La paracha de Shoftim trouve sa place au début du mois d’Eloul, alors que commence pour chacun d’entre nous le travail de la Teshouva, du repentir. Comme chacun le comprend, il ne s’agit pas d’un travail aisé, car il ne suffit de regretter superficiellement d’avoir fauté pour être acquitté de son devoir. Chacun est appelé à réfléchir profondément aux ressorts de ses fautes et de ses erreurs. Pourquoi en sommes-nous arrivés à fauter ?

Car, faut-il le rappeler, la faute est, certes, inhérente à la fragilité de la nature humaine, mais elle est profondément contraire à la vocation profonde de l’être humain et de sa neshama (son âme). Elle ne peut s’expliquer que par l’altération du jugement de l’homme qui l’amène à penser que son « bonheur », ou son « équilibre » se trouve, D.ieu nous en préserve, en dehors de la loi fournie par D.ieu. Aux yeux de nos Sages, la faute ne peut s’expliquer que par l’emprise d’un esprit de folie (roua’h shtout) sur l’homme qui l’a aveuglé, l’a dupé, lui a fait prendre momentanément le faux pour le vrai.

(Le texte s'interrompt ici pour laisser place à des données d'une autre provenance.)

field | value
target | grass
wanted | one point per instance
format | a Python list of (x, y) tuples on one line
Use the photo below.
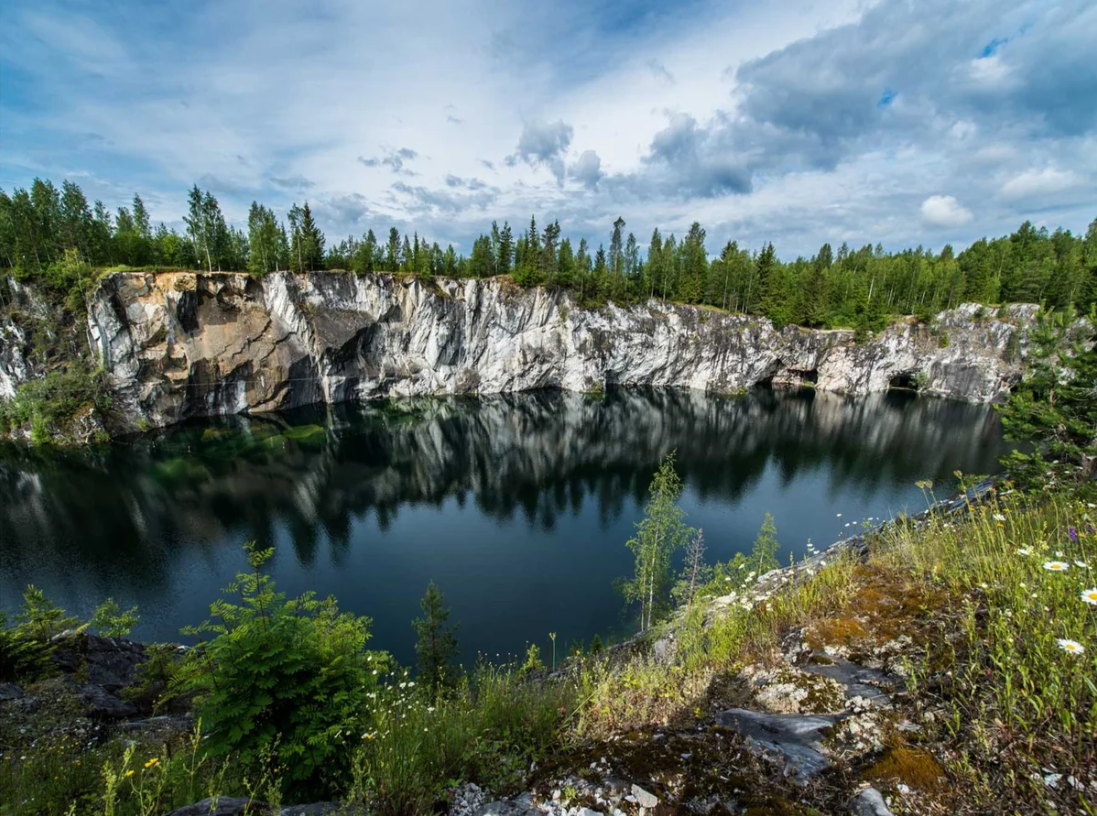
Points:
[(962, 605)]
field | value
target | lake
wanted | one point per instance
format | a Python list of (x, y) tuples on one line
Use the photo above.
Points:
[(517, 506)]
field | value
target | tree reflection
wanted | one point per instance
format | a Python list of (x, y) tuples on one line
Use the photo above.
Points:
[(317, 473)]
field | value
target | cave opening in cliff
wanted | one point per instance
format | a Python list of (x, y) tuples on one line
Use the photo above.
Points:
[(904, 381)]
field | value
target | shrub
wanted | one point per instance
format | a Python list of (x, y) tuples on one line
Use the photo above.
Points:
[(41, 619), (55, 399), (110, 621), (22, 659), (486, 732), (285, 679)]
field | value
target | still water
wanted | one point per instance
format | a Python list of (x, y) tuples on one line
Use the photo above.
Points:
[(517, 506)]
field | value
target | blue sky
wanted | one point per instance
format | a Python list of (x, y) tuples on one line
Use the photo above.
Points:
[(795, 122)]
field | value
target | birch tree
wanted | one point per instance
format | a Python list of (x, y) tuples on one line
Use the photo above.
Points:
[(659, 534)]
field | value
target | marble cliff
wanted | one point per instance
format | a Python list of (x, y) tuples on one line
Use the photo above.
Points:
[(189, 344)]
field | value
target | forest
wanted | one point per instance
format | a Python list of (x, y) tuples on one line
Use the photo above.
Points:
[(55, 236)]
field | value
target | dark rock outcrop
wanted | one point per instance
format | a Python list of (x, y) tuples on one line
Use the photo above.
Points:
[(187, 344)]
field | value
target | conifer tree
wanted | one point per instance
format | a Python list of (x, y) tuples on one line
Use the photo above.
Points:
[(437, 643)]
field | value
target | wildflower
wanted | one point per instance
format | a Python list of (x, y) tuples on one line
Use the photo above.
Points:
[(1072, 646)]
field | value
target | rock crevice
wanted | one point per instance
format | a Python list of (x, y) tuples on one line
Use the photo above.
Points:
[(188, 344)]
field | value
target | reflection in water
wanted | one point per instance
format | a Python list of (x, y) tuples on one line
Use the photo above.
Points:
[(524, 480)]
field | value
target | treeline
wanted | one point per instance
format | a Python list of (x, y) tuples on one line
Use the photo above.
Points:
[(860, 287)]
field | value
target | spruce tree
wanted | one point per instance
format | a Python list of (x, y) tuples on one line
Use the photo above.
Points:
[(438, 642)]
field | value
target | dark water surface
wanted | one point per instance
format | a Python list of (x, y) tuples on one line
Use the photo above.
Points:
[(517, 506)]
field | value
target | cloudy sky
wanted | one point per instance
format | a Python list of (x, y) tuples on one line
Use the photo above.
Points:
[(798, 122)]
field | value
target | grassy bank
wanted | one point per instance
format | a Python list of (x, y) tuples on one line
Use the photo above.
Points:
[(990, 614)]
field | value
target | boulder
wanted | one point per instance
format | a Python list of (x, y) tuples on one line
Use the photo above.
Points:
[(103, 705), (795, 738), (223, 806), (111, 663)]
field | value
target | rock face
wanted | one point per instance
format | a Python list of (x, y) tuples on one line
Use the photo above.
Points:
[(185, 344)]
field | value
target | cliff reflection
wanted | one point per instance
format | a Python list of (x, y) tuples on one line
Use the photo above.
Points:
[(543, 455)]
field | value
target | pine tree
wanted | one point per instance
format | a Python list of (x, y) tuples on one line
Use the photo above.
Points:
[(393, 250), (312, 241), (438, 642), (505, 259)]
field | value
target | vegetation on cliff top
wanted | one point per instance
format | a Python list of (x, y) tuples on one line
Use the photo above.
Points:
[(852, 287)]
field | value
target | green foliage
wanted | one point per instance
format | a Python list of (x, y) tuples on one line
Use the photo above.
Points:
[(487, 730), (48, 404), (287, 678), (40, 618), (742, 570), (437, 643), (22, 659), (110, 621), (46, 233), (1055, 406), (532, 660), (659, 534)]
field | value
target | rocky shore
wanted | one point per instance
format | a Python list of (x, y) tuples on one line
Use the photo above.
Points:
[(191, 344)]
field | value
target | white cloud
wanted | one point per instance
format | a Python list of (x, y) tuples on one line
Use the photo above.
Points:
[(800, 122), (1033, 183), (945, 211)]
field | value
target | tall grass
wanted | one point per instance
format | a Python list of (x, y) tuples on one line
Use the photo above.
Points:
[(487, 730), (1016, 571)]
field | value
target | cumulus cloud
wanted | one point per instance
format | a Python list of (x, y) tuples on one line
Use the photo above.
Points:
[(544, 144), (945, 211), (1033, 183), (690, 161), (421, 200), (292, 182), (659, 70), (394, 160), (837, 123), (588, 169)]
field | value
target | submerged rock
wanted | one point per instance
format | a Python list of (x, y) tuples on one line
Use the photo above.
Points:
[(870, 802)]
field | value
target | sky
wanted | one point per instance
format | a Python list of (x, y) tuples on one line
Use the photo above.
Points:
[(796, 122)]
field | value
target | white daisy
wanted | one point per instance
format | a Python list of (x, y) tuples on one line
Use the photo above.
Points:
[(1072, 646)]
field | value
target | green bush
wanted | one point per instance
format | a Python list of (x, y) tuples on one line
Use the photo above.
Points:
[(285, 680), (52, 401), (40, 619), (22, 659), (110, 621), (487, 730)]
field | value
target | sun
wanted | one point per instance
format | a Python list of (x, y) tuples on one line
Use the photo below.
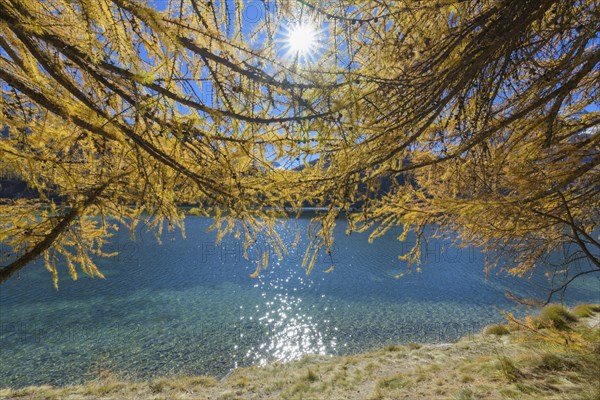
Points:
[(301, 40)]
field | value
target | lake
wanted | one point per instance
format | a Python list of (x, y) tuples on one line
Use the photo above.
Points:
[(190, 307)]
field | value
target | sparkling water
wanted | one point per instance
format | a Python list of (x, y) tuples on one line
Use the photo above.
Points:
[(188, 307)]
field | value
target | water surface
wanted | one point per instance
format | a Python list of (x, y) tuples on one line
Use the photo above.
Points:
[(188, 307)]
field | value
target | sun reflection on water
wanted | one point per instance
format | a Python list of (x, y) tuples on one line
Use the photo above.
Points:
[(291, 330)]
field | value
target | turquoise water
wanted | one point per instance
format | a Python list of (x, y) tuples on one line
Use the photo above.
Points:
[(188, 307)]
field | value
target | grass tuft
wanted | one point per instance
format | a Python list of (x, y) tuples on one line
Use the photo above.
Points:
[(497, 330), (556, 316)]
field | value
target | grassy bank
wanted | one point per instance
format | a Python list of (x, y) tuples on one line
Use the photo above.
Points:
[(555, 355)]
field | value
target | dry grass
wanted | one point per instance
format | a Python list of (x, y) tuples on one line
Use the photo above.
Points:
[(516, 365)]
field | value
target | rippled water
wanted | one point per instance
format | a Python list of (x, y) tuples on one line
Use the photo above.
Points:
[(188, 307)]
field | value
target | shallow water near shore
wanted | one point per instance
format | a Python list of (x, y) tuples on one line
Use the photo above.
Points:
[(188, 307)]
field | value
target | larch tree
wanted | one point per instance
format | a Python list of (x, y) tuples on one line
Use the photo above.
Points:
[(483, 115)]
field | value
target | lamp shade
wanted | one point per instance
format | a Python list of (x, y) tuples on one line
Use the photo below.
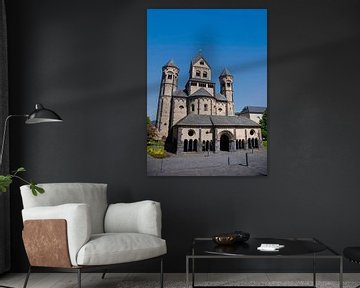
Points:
[(42, 115)]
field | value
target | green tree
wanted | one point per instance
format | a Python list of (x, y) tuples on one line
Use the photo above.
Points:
[(263, 124), (151, 130)]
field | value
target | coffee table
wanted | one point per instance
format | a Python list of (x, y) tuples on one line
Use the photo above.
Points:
[(294, 248)]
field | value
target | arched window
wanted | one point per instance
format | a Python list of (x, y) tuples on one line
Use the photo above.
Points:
[(190, 145), (195, 145), (185, 145)]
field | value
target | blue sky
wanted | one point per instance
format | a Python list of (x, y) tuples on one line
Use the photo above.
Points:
[(231, 38)]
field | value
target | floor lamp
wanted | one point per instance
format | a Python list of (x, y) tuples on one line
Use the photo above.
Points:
[(39, 115)]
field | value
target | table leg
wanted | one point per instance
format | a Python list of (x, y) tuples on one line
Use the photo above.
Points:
[(314, 271), (193, 272), (187, 272), (341, 273)]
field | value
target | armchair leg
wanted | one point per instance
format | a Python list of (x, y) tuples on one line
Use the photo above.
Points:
[(103, 276), (161, 273), (79, 278), (27, 277)]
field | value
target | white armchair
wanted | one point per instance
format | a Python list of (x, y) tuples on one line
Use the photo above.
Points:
[(72, 228)]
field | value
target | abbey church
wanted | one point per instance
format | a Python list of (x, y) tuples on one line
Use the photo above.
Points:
[(197, 118)]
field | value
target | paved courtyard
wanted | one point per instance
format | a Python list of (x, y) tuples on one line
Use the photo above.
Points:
[(210, 164)]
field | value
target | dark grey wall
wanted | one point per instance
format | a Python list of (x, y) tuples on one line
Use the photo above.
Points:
[(87, 60)]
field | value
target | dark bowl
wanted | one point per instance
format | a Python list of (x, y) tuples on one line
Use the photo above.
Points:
[(225, 239)]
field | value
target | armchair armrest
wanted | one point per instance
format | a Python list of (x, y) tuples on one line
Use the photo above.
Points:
[(138, 217), (78, 223)]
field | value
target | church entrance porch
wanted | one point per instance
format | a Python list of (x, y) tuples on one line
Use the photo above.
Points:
[(224, 143)]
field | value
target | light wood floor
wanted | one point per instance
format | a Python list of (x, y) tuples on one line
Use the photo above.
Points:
[(113, 280)]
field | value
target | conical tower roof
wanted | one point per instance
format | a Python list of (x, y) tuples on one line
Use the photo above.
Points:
[(171, 63), (225, 72)]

Nos Sages comparent la situation de l’homme dans ce monde, à celle d’un individu perdu dans un labyrinthe (Messilat Yesharim, Rabbi Moshé ‘Haim Lussato). Ce dernier ne sait pas comment s’orienter, faut-il aller à droite ? à gauche ? Il n’a aucun élément rationnel pour décider, si ce n’est la voix du maître du jeu qui surplombe le labyrinthe et lui donne des indications afin de sortir dans les meilleures conditions de ce dédale. Toutefois, durant sa traversée du labyrinthe, d’autres voix se font entendre, celle de son for intérieur qui souhaite parfois s’affranchir des indications du Maître du jeu, ou celles des autres « joueurs » qui conseillent à l’homme de « meilleurs » chemins, plus courts, plus ensoleillés, moins ardus. L’homme a vite fait de constater, à ses dépens, que ces autres chemins étaient en réalité des voies sans issue. Saura-t-il pour autant se fier uniquement à la voie du maître du jeu ?

C’est dans ce cadre qu’il est possible de lire les développements de notre paracha sur la justice et l’intégrité morale requise pour rendre un jugement. Rappelons les versets de notre paracha « Ne fais pas fléchir le droit, n'aie pas égard à la personne, et n'accepte point de présent corrupteur, car la corruption aveugle les yeux des sages et fausse la parole des justes. C'est la justice, la justice seule que tu dois rechercher, si tu veux te maintenir en possession du pays que l'Éternel, ton Dieu, te destine. » (Dévarim, Chap. 16, 19-20)

La Torah nous met ainsi en garde contre les différents écueils qui peuvent amener l’homme à se détourner de la justice, et notamment les pots de vin, les présents corrupteurs qui peuvent faire fléchir l’esprit de justice de l’homme en attendrissant son cœur. 

Cette mise en garde ne s’adresse, en réalité, pas seulement à ceux dont la profession est de « juger » les autres dans un tribunal, mais à chacun d’entre nous qui sommes à amenés plusieurs fois par jour à « juger » et décider des actions que nous allons entreprendre ou non. 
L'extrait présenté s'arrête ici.